Reconstructing the Historical Jesus Borg
While Borg’s project may be theologically and historically problematic, the portrait that he draws of his “historical” Jesus is “a vivid and persuasive description,” yet perhaps problematic in itself as well (Powell, 103). Borg envisions Jesus as a deeply spiritual person who connected to God in a tangible yet mystical way, a healer with powers over demons, a charismatic teacher of wisdom who claimed to have intimate knowledge of God, and a social prophet who offered an alternative vision for society as a whole. This is a compelling vision of Jesus, and one that takes seriously the political and social implications of Jesus’ teachings. 

However, it does seem rather suspicious that Borg’s Jesus seems to affirm exactly the same sorts of things that Borg himself is invested in.

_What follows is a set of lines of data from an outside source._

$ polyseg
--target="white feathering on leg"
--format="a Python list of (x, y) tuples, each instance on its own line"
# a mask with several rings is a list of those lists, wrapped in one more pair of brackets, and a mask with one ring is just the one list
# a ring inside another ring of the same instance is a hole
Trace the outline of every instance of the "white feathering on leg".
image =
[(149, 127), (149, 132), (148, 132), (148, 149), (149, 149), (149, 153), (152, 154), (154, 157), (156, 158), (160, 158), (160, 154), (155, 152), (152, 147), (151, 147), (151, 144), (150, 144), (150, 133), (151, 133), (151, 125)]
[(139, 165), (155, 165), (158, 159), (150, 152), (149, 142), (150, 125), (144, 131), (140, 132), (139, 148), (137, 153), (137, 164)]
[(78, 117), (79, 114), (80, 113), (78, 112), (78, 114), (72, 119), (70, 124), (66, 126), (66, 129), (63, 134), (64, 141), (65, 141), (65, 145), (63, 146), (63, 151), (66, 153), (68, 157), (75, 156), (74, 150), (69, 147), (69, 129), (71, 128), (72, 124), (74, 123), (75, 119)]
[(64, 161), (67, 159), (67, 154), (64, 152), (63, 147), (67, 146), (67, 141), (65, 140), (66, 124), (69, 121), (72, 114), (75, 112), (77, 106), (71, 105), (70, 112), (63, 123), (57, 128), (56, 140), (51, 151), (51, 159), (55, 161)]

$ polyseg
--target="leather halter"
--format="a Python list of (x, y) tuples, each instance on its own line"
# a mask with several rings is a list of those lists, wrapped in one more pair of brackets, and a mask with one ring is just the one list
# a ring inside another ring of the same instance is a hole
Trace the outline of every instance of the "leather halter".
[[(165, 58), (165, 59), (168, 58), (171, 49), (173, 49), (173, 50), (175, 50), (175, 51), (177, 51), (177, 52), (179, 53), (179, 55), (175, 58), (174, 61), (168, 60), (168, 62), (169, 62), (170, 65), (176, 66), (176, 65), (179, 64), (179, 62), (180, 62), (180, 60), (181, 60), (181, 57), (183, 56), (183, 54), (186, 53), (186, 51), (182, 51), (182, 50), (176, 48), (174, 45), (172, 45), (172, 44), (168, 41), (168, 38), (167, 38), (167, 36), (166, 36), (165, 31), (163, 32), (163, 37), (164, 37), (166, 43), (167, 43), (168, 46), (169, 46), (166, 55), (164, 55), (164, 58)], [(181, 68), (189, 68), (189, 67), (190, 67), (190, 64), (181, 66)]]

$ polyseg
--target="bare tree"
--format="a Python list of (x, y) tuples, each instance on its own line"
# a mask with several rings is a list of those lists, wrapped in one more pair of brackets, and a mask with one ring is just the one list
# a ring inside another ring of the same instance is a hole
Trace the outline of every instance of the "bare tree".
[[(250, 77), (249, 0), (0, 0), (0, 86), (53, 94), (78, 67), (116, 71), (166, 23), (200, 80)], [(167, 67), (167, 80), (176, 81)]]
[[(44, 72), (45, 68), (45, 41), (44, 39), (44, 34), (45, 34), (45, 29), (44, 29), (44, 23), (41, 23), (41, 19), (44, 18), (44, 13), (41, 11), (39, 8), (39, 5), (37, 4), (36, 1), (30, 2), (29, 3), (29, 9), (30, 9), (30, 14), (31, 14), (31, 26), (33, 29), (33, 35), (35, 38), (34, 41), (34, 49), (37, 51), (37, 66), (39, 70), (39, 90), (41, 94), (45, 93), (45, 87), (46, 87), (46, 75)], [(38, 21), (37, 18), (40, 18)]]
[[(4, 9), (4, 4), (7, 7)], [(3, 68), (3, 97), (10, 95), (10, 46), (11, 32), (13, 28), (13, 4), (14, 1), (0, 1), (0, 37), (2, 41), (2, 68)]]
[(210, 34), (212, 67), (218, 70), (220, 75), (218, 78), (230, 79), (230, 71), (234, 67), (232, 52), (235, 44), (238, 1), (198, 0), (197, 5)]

For example, Borg is the professor of “religion and culture” at Oregon State University, and as his position’s designation implies he is heavily invested in the relationship between matters of faith and sociopolitical realities. Borg is also particularly interested in a wide variety of spirituality and mysticism as a student of world religions. In short, Borg seems to have “objectively historically reconstructed” Jesus into his own image: a liberal, idealist, mystical, activist.
 Hays writes, “...despite the apparent objectivity of beginning with an appeal to the ‘historical,’ the history of New Testament research demonstrates that efforts to reconstruct the historical Jesus have been beset by subjectivity and cultural bias...and the problem continues unabated in the present renewed outpouring of studies of the historical Jesus” (Richard B. Hays, Moral Vision of the New Testament). Borg seems to fall right into the common trap of the historical reconstruction of Jesus — creating God in his own image.

Re-Introducing Jesus
Having now briefly surveyed Borg’s work in terms of it’s theological, historical, and methodological substance, we are in a good place to say something about his implications for and use in ministry, specifically in the Episcopal Church. It has been my experience that the Episcopal Church is often the site of recovery for people who have been battered and bruised by the brutal forms of Christianity out there today, and for those people I think Borg may indeed be helpful and edifying, but perhaps only spuriously so. 

The work of Borg and the Jesus Seminar could “open a window of opportunity for significant consciousness raising and education within the church...it could provide a way for people to be both thoughtful an Christian, rather than having to choose between the two” (Marcus Borg, qtd in Powell, 65). Even so, Borg is not where I would start the process of healing a post-Christian person nor introducing a neophyte to Christ because in the long run the “Quest’s” project may do more harm than good. Instead, I’d re-introduce them to the incarnate man from Galilee in the exact way that the church has been doing so for centuries — through the narrative passed down to us in the canonized Gospels.